Thursday, August 12, 2010

Content rules, but only the textual kind

The second chapter (How SEO works) of Michael Miller's Complete idiot's Guide to SEO is now history. That history was made while we were waiting for WT to sit for his driving test at a local DMV office this morning. Before that, we made him drive us round the carpark where the office is located and the adjacent road several times just to get him acclimatized to the route and traffic setting. And it paid off. A huge thumb-up sign from him at the end of his driving test announced another new legal driver on the road.

OK, back to the second chapter. In two words, Content Rules.
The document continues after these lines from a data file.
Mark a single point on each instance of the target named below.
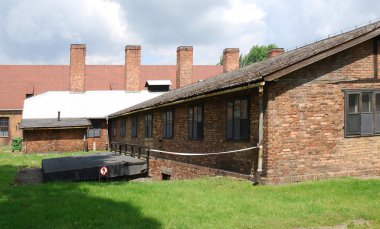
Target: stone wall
(214, 134)
(304, 121)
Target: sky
(41, 31)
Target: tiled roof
(54, 123)
(18, 80)
(254, 72)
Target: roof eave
(225, 90)
(323, 55)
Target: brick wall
(63, 140)
(14, 120)
(304, 121)
(77, 67)
(132, 67)
(214, 134)
(184, 70)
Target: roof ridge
(254, 72)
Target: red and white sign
(103, 171)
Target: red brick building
(18, 82)
(313, 110)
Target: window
(96, 130)
(196, 122)
(362, 113)
(134, 126)
(148, 125)
(4, 127)
(122, 127)
(168, 124)
(237, 120)
(113, 128)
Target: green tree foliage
(256, 54)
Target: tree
(256, 53)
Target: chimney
(184, 71)
(230, 59)
(77, 67)
(132, 67)
(275, 52)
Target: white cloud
(41, 31)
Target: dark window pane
(366, 124)
(230, 122)
(377, 123)
(353, 124)
(191, 114)
(244, 129)
(237, 109)
(244, 109)
(378, 102)
(353, 103)
(148, 125)
(96, 129)
(366, 102)
(134, 127)
(236, 129)
(168, 124)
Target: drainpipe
(261, 132)
(108, 136)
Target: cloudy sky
(41, 31)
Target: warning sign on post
(103, 171)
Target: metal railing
(133, 150)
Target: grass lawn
(202, 203)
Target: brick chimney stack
(132, 67)
(77, 67)
(230, 59)
(275, 52)
(184, 71)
Not just any content, but the textual kind, relegating the non-textual genre to irrelevance, at least for now until such time as and when some kind of image recognition capability is achieved.
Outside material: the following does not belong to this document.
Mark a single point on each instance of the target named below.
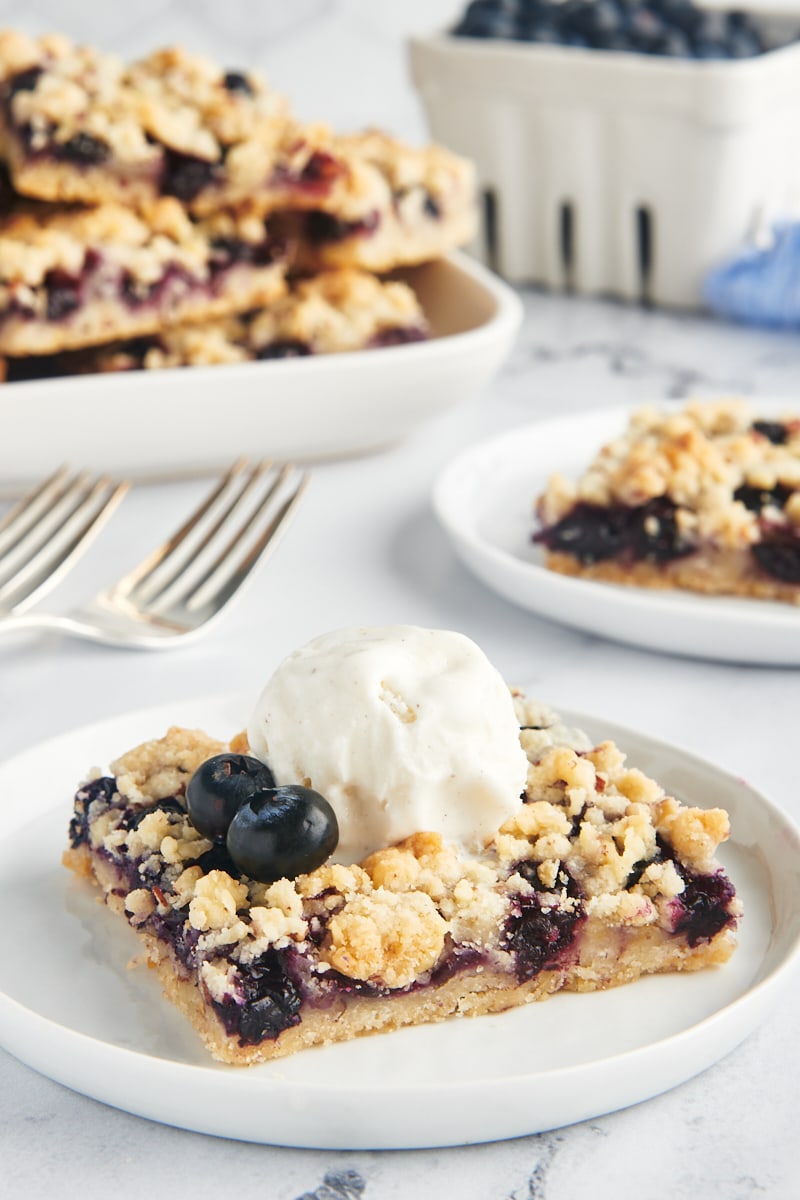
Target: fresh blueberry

The chapter is about what search engines look for and armed with that knowledge, how one can optimize the website to provide strategically, repeatedly, and refreshingly what these search engines look for, which are tuned to users' needs. That means also understanding what people in general look for.
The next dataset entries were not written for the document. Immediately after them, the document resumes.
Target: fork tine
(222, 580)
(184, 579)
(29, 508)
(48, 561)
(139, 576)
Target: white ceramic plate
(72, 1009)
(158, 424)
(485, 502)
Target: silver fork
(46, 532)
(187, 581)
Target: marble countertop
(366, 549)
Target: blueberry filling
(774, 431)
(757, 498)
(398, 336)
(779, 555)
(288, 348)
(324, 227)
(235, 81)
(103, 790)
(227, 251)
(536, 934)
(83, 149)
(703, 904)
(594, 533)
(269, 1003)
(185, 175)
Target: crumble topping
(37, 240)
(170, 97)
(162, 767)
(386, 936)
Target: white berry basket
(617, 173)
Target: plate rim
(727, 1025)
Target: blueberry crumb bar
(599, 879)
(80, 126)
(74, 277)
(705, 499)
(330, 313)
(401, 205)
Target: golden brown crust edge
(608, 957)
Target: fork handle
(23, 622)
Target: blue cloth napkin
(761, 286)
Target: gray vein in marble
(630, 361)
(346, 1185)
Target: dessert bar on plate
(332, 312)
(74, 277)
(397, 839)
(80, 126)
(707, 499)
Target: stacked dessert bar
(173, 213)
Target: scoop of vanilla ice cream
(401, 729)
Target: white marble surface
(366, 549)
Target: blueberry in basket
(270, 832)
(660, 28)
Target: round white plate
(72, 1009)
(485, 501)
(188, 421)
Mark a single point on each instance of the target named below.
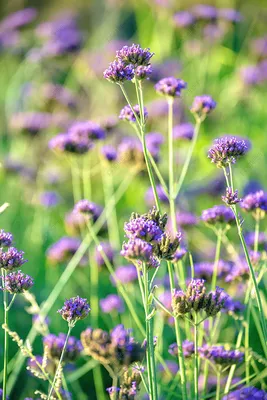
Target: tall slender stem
(218, 386)
(188, 157)
(75, 181)
(178, 339)
(108, 189)
(147, 160)
(245, 249)
(150, 340)
(196, 357)
(59, 363)
(216, 261)
(141, 126)
(171, 164)
(5, 302)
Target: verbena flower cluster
(55, 344)
(161, 324)
(148, 240)
(74, 309)
(227, 150)
(197, 299)
(117, 348)
(219, 355)
(131, 62)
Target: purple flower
(113, 390)
(246, 393)
(137, 249)
(127, 114)
(193, 299)
(231, 197)
(183, 131)
(89, 209)
(196, 299)
(125, 274)
(55, 346)
(182, 19)
(6, 238)
(203, 105)
(104, 247)
(112, 303)
(233, 306)
(219, 355)
(87, 129)
(218, 215)
(17, 282)
(227, 150)
(49, 199)
(118, 72)
(74, 309)
(120, 336)
(144, 229)
(11, 258)
(170, 86)
(149, 196)
(255, 202)
(134, 55)
(179, 254)
(109, 152)
(215, 301)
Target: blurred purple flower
(112, 303)
(184, 131)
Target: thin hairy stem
(59, 366)
(188, 157)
In this respect, search engines can be viewed as a match maker, trying to consummate a marriage of sort that is only made in heaven, both parties' wishes fulfilled: the user's query is answered, and the website gets its top ranking.

Crawlers and searchbots, the unseen sniffers that prowl the cyberspace dispatched by the Search Engine Enterprise, are busy and impatient beings and do not linger long on any abodes of the internet denizens (think home page). They have got a zillion places to cover and therefore only look for what that are trained to do at selecetd places to send the content back to the Mothership. And there are three staples in this mix: keywords, HTML tags, and links.

Keywords are descriptors of items that are of interest to the users. HTML tags are codes that structure the website both for viewing and underlying it all, for providing a detailed schematic of where things are kept in a neat hierarchical arrangement. Not all HTML tags are created the same and the trick is know which are the favorite hangouts of these crawlers or spiders during their brief sojourn. Fortunately for people for do not bother with HTML coding like yours truly, structure means there is a well-defined path to follow and even the uninitiated is unlikely to go wrong in identifying these alcoves.

Links are connections or conduits that point to another webpage. Apparently, the more the merrier is the motto here suggestive of a popularity contest. To a point, since quality and relevance matter as well. Links have become a commodity that one can actually buy them, abiding by the economic model that where there is a demand, there will be a supply.

It would appear that SEO is nothing more than manipulating the keywords, the HTML tags, and the links to work in concert to improve a website's search ranking. And to that end, Michael Miller offers ten key factors to doing just that. And the associated optimization techniques are further amplified in others chapters of the book, plus a whole slew of other things that one can try.

And in the final analysis, it's all about trying. No venture no gain. Let the adventure begin. Mine started with the tinkling of this blog' visual look by experimenting with several HTML codes in the blog template, albeit at a rudimentary level. Yes, taking baby steps is good.